Bearing $13 billion in debt, Tribune worked with its creditors to renegotiate its debt before filing for Chapter 11 in Delaware on Monday. The company had $1 billion in debt due this year and an $512 million interest payment due in June. With revenue falling, the company struggled with a requirement that debt from going private not exceed nine times the company's profits.
The company is still trying to sell its Chicago Cubs baseball team (see link below), its Wrigley Field stadium, and Tribune's share in a regional cable sports network, which could bring in more than $1 billion dollars. Zell expected to have the Cubs sold by the end of the year, but tight credit markets, among other things, delayed the sale.
Now Tribune says unsecured creditors include JP Morgan Chase (NYSE:JPM), with $8.57 billion in a claim under a senior facility, and Merrill Lynch (MER) with a $1.6 billion claim under a bridge loan facility. And Tribune's employees are also on the hook: the company's employee stock ownership plan owns 56.5 million shares of the company.
Yesterday Zell spoke exclusively with CNBC's Maria Bartiromo. He said if 2008 had been a year like 2007 or 2006, the Tribune company would be okay. Zell said: "This was like a giant tsunami, a giant storm, there was no way to overcome it." His point being that if ad sales had maintained any of their strength from the last few years, the calculations behind his buyout would have worked.
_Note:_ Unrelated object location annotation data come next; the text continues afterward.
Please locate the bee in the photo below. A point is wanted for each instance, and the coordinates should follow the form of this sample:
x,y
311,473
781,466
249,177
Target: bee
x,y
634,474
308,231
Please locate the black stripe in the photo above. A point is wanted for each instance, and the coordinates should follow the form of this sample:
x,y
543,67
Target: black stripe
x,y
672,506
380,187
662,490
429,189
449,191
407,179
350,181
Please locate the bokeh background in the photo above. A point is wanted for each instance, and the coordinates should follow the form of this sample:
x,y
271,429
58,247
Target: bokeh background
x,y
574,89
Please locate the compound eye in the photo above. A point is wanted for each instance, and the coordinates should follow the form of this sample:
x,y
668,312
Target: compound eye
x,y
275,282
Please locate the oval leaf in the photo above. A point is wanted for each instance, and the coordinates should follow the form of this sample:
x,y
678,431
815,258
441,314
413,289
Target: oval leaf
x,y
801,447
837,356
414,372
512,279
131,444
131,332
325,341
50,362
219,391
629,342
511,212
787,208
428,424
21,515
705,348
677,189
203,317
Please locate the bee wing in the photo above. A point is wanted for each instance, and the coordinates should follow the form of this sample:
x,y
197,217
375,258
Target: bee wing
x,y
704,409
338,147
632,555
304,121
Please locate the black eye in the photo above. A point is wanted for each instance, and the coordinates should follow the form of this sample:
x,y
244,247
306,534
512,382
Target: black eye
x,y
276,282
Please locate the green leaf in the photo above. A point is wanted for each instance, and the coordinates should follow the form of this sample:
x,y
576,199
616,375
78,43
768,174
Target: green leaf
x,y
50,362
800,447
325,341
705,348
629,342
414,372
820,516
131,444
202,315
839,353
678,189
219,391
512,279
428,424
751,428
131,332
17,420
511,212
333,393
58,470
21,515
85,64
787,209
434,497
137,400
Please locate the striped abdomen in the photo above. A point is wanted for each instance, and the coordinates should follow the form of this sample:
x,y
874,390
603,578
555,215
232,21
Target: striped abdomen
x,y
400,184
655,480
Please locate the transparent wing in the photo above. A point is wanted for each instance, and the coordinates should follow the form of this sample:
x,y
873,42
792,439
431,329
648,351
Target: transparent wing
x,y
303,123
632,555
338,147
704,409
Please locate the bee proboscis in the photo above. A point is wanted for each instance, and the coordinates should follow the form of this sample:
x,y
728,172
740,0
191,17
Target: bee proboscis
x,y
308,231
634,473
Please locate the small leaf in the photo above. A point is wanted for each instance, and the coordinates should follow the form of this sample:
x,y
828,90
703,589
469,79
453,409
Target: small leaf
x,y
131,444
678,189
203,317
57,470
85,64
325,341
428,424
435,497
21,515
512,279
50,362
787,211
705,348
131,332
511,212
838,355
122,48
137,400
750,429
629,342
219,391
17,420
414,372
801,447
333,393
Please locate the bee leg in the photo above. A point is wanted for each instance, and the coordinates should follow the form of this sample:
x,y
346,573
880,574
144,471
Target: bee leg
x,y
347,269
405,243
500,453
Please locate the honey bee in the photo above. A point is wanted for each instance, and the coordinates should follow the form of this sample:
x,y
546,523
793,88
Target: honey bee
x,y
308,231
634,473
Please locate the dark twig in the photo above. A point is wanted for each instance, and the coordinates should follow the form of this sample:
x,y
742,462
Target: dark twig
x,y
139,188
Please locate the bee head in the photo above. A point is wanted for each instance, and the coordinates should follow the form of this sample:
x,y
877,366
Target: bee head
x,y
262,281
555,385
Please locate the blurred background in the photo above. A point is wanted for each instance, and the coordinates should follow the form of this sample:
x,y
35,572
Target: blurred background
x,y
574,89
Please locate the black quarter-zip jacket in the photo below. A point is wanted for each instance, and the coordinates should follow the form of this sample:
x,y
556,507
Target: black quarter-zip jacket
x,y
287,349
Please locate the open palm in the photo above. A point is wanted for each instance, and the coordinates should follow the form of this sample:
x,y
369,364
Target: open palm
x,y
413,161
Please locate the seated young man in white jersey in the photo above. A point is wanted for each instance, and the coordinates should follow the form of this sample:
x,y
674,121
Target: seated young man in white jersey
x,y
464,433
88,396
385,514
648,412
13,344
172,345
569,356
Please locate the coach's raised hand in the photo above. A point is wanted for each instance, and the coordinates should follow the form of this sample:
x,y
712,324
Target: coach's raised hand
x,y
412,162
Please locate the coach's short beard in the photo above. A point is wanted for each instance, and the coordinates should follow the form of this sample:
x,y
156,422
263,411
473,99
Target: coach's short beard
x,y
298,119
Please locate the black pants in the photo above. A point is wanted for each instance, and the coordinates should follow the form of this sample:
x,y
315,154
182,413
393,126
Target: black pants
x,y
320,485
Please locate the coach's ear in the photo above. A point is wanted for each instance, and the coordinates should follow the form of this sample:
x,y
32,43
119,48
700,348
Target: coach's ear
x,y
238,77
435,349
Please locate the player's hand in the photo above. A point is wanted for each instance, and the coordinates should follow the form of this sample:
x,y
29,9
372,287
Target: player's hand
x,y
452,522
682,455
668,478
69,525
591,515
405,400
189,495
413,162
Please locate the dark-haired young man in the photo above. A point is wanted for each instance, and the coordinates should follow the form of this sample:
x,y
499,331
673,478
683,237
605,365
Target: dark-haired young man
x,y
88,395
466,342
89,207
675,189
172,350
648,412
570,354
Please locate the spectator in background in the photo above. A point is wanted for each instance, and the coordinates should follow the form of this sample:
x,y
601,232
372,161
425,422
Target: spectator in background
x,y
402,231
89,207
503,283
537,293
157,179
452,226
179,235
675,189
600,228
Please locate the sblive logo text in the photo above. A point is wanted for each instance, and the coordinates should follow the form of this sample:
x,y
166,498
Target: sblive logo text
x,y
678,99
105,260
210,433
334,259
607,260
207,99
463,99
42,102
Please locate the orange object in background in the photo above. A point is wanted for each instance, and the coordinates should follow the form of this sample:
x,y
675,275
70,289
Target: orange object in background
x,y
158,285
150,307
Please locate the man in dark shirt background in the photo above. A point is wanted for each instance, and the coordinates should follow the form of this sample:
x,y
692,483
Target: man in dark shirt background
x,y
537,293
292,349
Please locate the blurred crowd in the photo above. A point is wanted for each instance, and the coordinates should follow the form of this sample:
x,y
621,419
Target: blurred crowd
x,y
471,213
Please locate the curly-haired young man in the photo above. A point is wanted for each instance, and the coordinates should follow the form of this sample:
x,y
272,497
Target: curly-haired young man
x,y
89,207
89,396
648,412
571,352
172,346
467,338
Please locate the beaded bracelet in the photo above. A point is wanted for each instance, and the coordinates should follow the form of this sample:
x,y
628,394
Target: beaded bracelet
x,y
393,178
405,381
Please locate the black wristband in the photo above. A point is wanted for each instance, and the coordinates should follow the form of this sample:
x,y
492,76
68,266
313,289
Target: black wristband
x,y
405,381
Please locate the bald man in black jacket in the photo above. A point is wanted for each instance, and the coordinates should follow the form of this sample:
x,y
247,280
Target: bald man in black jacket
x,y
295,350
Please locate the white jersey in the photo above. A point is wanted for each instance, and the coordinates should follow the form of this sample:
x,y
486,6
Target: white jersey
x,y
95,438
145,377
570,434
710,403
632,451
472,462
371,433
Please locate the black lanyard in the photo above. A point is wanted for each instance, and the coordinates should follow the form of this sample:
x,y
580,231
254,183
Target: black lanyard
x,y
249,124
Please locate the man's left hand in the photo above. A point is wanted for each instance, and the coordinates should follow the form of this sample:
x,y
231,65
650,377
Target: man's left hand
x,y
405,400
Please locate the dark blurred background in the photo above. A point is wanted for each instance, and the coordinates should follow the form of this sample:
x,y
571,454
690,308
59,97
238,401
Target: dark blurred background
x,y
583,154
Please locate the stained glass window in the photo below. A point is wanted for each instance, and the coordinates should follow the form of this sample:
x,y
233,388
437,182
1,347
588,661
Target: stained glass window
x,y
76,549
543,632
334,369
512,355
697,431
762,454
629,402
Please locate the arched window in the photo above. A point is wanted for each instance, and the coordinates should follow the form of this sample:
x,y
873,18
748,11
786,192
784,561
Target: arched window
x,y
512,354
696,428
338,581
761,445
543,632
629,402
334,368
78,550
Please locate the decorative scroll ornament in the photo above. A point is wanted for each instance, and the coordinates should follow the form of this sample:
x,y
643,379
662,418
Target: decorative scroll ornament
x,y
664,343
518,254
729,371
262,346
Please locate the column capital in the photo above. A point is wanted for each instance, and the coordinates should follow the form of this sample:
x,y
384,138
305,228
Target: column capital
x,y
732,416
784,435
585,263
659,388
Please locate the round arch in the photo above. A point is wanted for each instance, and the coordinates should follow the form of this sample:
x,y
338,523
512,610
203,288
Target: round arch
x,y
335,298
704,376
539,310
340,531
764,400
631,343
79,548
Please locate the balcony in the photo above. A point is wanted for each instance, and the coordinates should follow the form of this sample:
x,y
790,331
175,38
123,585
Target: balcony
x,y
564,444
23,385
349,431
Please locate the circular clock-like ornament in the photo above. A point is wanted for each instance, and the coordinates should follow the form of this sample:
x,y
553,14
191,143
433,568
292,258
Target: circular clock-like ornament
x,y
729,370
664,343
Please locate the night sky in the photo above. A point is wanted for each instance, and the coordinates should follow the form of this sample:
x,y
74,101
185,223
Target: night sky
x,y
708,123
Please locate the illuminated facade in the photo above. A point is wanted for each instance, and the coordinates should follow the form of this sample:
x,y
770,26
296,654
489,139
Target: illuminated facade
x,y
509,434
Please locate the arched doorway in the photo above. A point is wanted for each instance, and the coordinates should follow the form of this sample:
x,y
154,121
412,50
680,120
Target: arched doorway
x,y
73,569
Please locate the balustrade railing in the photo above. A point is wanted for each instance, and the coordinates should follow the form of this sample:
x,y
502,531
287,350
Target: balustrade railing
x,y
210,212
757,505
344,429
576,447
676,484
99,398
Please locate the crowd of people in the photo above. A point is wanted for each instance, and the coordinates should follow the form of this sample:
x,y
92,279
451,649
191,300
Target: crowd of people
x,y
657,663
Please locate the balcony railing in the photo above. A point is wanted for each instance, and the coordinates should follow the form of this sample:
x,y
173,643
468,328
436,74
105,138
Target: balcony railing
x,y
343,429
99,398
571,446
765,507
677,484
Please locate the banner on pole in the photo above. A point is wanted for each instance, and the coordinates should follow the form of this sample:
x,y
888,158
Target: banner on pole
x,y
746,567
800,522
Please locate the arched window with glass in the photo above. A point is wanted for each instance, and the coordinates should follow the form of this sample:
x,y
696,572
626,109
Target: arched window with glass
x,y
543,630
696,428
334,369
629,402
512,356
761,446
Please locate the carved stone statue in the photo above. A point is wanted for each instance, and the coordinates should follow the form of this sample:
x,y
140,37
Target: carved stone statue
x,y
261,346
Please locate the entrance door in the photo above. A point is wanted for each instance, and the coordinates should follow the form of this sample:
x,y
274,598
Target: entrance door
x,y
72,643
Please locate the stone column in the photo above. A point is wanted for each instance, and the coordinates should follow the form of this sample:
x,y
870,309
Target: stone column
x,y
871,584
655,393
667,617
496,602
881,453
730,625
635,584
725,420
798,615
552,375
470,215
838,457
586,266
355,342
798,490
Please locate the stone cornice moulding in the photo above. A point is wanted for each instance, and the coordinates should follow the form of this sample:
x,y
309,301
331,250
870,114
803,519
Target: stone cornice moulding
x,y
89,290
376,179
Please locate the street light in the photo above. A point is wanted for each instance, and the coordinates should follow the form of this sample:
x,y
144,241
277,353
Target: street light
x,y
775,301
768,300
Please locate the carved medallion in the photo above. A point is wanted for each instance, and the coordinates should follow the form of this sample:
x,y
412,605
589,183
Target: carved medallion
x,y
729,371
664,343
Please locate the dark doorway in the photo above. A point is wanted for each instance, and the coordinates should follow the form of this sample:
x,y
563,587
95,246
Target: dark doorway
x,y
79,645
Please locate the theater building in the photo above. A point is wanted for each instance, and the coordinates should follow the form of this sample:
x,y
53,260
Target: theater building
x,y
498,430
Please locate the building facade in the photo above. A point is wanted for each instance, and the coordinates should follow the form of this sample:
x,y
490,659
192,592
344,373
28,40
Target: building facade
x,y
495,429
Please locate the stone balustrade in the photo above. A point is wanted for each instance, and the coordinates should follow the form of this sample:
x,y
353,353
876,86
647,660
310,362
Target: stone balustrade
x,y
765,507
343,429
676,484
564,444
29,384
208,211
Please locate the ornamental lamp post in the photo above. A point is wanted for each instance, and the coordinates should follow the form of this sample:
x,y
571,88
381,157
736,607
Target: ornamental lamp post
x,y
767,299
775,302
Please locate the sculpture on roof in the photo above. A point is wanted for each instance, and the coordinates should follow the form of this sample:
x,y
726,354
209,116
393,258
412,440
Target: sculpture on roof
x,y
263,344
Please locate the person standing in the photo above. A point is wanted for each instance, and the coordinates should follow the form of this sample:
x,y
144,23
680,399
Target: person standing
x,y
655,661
Still, there were questions about this acquisition since the very beginning, before the ad markets really collapsed. Sixteen months ago I blogged about Zell closing in on Tribune and as the Wall Street Journal points out, I mentioned how the company's financial situation could easily get worse. From my July 24, 2007 blog: "The worse the company does, the worse the debt burden for the employee stock ownership plan that Zell’s using to structure the deal. Even if the deal wins approval from shareholders and the government it must borrow $4.2 billion (in addition to the $7 billion it’s already borrowed to buy back shares for the first step of the transaction). And think about the premium!"
This year's economic crisis was certainly a perfect storm -- or tsunami -- for Zell. But there's still no doubt that the newspaper industry has faced a sector shift for a while. Advertisers are shifting more classified ads and the like online, which puts local TV and newspapers in a rough spot.